Maya reached over and shut off the engine to reduce their speed. The boat coasted and rode in the waves along with bobbing pieces of trash. Jack hopped out when the hull bumped up onto the beach. He grabbed a nylon towline and worked with the surf to pull the boat’s nose clear from the water. Maya took his hand and stepped onto the beach. Both were wet and shivering. Jack’s jeans were soaked.
“We need to stay dry,” he said.
Maya nodded in a daze. Jack unpacked the neoprene Gumby suits for them to pull on. Even with the hoods down and collars unzipped, Jack and Maya looked ridiculous.
“We’re going to freeze to death looking like Muppets,” Jack joked.
And they laughed about it. Laughing was essential; to be taken on the journey to the dark side of the moon.

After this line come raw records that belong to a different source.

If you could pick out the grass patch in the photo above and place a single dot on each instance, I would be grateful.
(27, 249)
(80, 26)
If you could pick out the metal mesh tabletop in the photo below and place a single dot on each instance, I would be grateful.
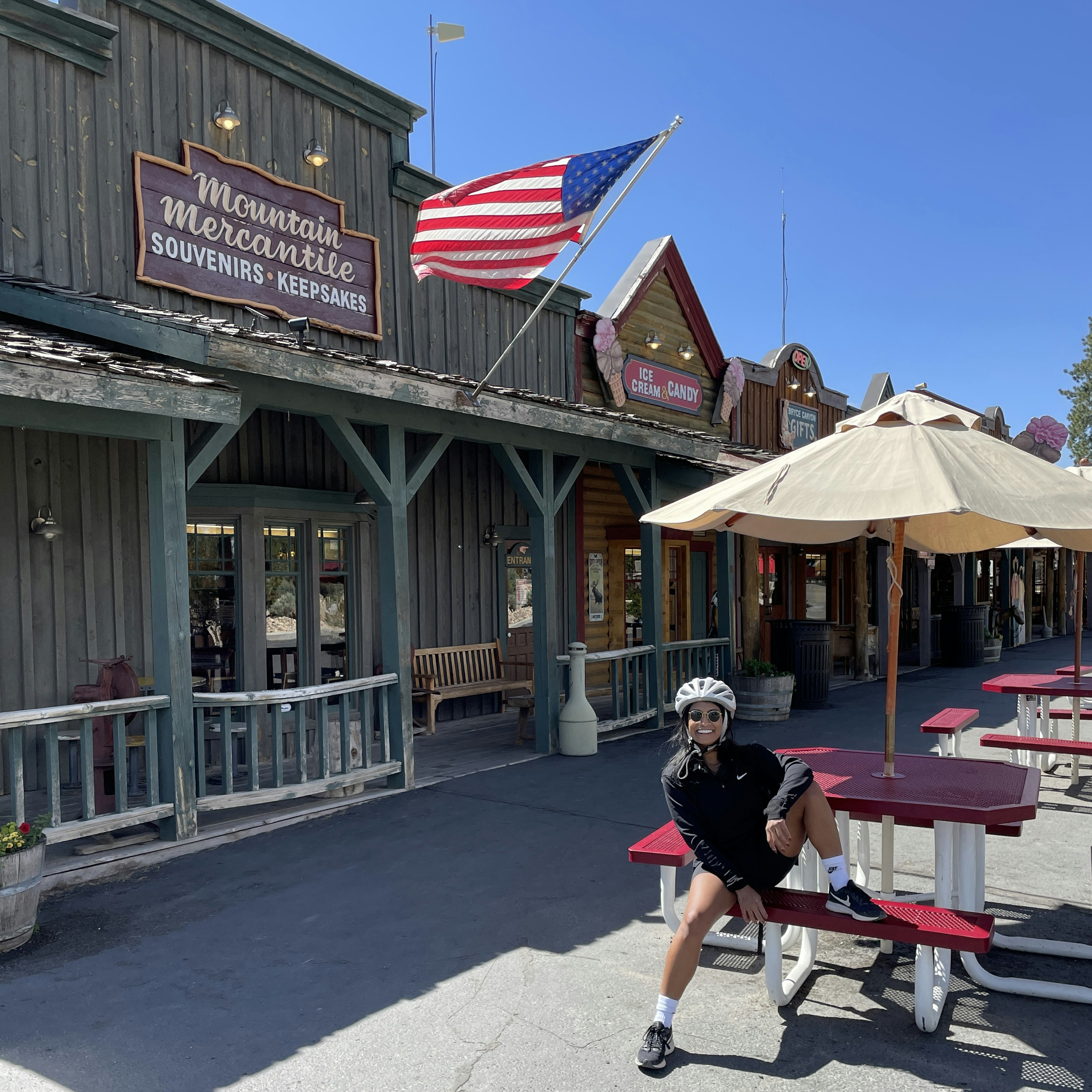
(1051, 686)
(938, 789)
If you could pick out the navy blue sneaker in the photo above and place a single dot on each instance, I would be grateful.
(852, 900)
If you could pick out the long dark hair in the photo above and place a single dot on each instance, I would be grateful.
(685, 748)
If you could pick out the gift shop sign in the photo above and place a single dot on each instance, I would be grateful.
(225, 231)
(662, 387)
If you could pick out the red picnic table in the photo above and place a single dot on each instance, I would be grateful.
(1033, 704)
(959, 799)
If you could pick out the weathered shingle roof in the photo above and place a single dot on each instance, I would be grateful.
(31, 344)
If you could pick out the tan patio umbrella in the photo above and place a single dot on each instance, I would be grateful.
(915, 471)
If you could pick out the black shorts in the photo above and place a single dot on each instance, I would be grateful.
(758, 864)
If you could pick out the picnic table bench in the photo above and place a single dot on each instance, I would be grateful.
(948, 724)
(802, 908)
(464, 671)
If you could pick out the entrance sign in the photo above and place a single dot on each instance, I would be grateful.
(800, 424)
(595, 597)
(662, 387)
(225, 231)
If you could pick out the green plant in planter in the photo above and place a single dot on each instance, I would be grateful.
(15, 839)
(762, 670)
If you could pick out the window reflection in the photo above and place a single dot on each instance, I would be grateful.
(211, 554)
(334, 603)
(282, 603)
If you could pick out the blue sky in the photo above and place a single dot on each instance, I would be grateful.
(935, 157)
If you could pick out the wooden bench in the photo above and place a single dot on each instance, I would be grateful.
(804, 915)
(948, 724)
(464, 671)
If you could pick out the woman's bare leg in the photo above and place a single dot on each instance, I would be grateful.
(708, 901)
(812, 819)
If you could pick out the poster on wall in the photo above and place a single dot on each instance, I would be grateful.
(595, 597)
(226, 231)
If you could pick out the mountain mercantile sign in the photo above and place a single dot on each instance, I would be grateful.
(226, 231)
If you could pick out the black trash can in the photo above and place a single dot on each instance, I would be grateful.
(803, 648)
(963, 636)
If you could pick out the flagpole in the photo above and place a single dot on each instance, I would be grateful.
(462, 398)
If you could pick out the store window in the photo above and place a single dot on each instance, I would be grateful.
(634, 602)
(211, 553)
(334, 603)
(282, 607)
(815, 587)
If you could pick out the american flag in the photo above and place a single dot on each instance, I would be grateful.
(503, 231)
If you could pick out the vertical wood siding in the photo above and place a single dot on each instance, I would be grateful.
(83, 595)
(67, 143)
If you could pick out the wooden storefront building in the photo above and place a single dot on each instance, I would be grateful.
(243, 503)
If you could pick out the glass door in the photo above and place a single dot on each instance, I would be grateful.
(282, 607)
(211, 550)
(334, 604)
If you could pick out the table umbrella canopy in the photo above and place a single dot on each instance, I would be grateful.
(911, 458)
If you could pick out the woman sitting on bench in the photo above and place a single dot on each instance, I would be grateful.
(746, 813)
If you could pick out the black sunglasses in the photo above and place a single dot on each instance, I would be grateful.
(713, 716)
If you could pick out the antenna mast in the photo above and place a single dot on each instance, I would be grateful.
(785, 278)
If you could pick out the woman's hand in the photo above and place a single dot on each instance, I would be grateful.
(751, 905)
(778, 836)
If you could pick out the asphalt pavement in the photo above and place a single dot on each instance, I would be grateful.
(489, 933)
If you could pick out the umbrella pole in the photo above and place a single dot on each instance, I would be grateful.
(900, 533)
(1078, 626)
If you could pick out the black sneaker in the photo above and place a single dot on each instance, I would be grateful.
(655, 1046)
(852, 900)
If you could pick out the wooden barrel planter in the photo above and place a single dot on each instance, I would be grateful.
(763, 698)
(20, 886)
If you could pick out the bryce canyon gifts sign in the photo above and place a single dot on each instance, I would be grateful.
(225, 231)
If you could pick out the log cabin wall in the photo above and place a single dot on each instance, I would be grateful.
(71, 121)
(87, 594)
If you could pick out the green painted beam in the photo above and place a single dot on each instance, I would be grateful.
(86, 421)
(360, 459)
(237, 497)
(201, 455)
(171, 629)
(61, 32)
(424, 464)
(521, 480)
(81, 316)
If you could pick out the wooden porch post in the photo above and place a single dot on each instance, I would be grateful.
(642, 497)
(171, 628)
(391, 484)
(542, 491)
(727, 594)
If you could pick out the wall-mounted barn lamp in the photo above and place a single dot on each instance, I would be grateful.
(316, 154)
(45, 525)
(225, 117)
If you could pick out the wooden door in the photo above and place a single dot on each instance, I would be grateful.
(771, 590)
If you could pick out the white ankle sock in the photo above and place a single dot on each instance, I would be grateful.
(837, 871)
(665, 1010)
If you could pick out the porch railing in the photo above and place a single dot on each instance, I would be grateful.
(74, 727)
(270, 723)
(687, 660)
(630, 700)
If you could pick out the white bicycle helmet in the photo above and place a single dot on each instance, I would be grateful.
(707, 689)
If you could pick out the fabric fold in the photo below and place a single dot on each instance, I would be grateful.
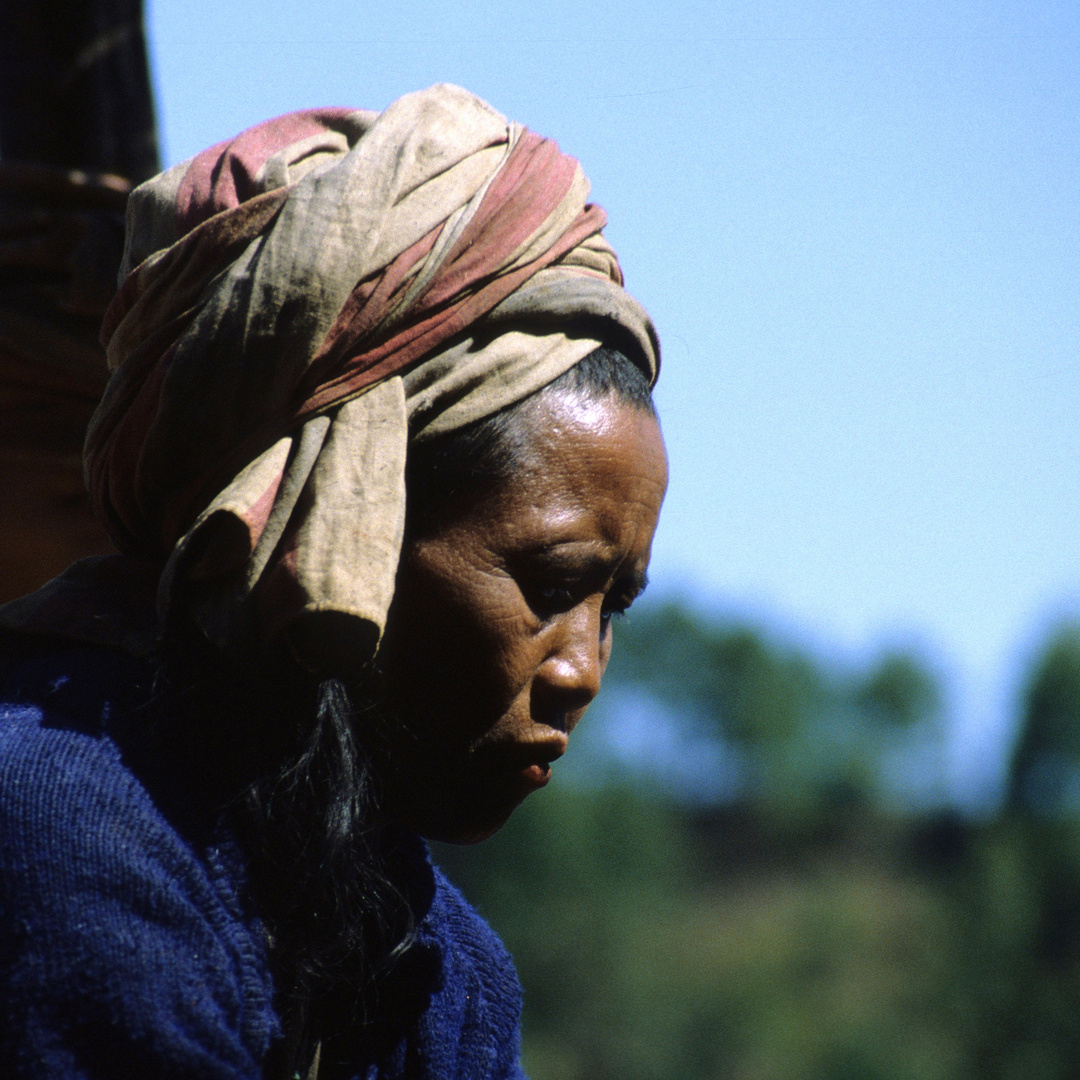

Jack took Maya’s hand and led her across a narrow beach to the base of a ten-foot cliff. They dug the floppy feet of their suits into eroding silt and clambered up. Jack’s camera swung on its strap and bounced against his chest. With three-fingered mitts, they made fists around the long, wild grasses poking out of melting slush and pulled at the earth by its hair.
At the top, Jack and Maya could see the full, treeless expanse of the island. Many objects were hidden under lumps of snow. Whatever they were, they weren’t worth the effort of relocation. Neither were the leaning, single-story houses made from wood planks and corrugated metal. Some tilted by only a few degrees, while others’ whole foundations were buckled and warped. If Maya and Jack were afraid of this odd-angled ghost town, they didn’t speak of it. Wind folded around them in the silence, feeling their shapes.
Finally, Maya slid back down the cliff, leaving deep skids with her heels. They returned to their boat on the trash-strewn southern shore. Jack kicked at a crushed water bottle, then toed a tampon applicator.
“Shame we can’t eat plastic,” he sighed.
Maya found the captain’s tackle box and clumsily popped the clasp with mitted fingers. Lifting its lid, she saw wooden trays filled with fishing hooks and lures in shiny candy colors.